L'influenza, addirittura la continua citazione cercata e voluta, nei confronti del Maestro, è palese fin quasi dall'inizio, anche solo per la scelta delle musiche; il problema, a mio giudizio, è che l'inserimento quasi forzoso di elementi di attualità, similitudini con personaggi reali (il film è tratto dall'omonimo libro di Robert Harris, che ha contribuito all'adattamento, e lo stesso Harris è un ghost writer, ed è stato proprio il ghost di Tony Blair, personaggio reale che somiglia in maniera quasi imbarazzante ad Adam Lang), uniti a situazioni poco verosimili e un po' da commedia degli equivoci più che da thriller, il tono spesso canzonatorio che il regista imprime alla storia, non giova all'atmosfera.
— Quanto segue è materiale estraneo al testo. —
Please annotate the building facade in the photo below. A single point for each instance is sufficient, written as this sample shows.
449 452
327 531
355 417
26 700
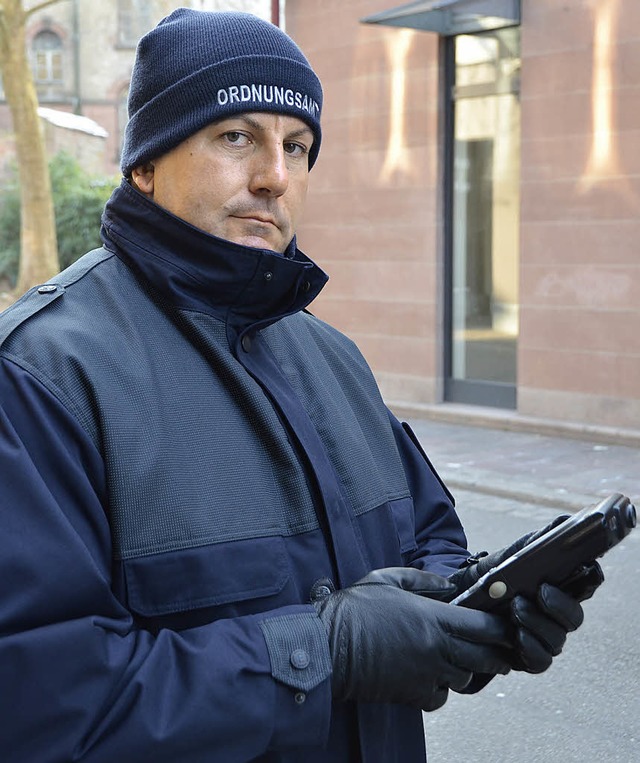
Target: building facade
477 199
82 53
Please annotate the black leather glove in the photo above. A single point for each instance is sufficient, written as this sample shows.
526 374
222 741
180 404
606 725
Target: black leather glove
388 644
541 626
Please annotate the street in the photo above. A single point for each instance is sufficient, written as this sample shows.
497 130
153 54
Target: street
585 707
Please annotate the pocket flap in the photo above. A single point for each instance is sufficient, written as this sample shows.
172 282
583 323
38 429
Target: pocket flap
207 576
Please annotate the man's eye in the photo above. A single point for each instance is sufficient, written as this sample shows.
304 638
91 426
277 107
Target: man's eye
295 149
237 138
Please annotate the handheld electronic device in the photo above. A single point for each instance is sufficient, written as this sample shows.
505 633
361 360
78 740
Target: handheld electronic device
556 557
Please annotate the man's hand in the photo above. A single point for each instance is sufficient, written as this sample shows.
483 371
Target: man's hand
583 583
391 641
540 625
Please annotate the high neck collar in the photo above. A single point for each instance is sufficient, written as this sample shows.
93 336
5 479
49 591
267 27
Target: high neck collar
193 270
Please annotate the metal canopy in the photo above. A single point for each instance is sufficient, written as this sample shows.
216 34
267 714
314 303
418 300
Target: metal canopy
451 17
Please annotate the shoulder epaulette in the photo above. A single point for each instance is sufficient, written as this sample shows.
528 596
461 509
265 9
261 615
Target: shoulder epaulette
39 297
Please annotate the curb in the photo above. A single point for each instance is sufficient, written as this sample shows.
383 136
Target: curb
493 418
487 483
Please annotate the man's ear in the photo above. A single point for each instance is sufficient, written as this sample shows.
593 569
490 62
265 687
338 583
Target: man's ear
142 177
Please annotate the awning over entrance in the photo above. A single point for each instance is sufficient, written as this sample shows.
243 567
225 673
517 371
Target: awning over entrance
451 17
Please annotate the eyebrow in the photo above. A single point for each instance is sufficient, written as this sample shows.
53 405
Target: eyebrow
304 130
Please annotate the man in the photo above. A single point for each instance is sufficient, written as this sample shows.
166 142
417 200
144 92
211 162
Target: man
218 544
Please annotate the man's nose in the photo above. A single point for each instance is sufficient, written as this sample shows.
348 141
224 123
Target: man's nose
270 173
Quando alla fine "stringe" e spinge, virando verso il dramma vero, non è più credibile.
Altro mio pensiero controcorrente, rispetto alle moltissime critiche positive che mi è capitato di leggere, la scelta e la direzione degli attori. Ho trovato il cast poco indovinato, con un Ewan McGregor (il "nuovo" ghost writer) sempre più spento, ed un Pierce Brosnan (Adam Lang) troppo gigione (non bastano le ultime sue scene per "riscattare" una prova complessivamente mediocre), oltre ad una Kim Cattrall (la segretaria/amante Amelia Bly) a tratti irriconoscibile e francamente poco comprensibile. Non sono sufficienti un sempre bravo Tom Wilkinson (Paul Emmett), un bel cameo di un James Belushi calvo (John Maddox), e una sempre più convincente Olivia Williams (Ruth Lang), che di recente avevamo apprezzato in una piccola parte in An Education.
1 commento:
Ruth Lang co-protagonista di una serie che a me è piaciuta molto, Dollhouse, che gli sceneggiatori hanno così tanto incasinato nella seconda serie da convincere la casa di produzione a sospenderla!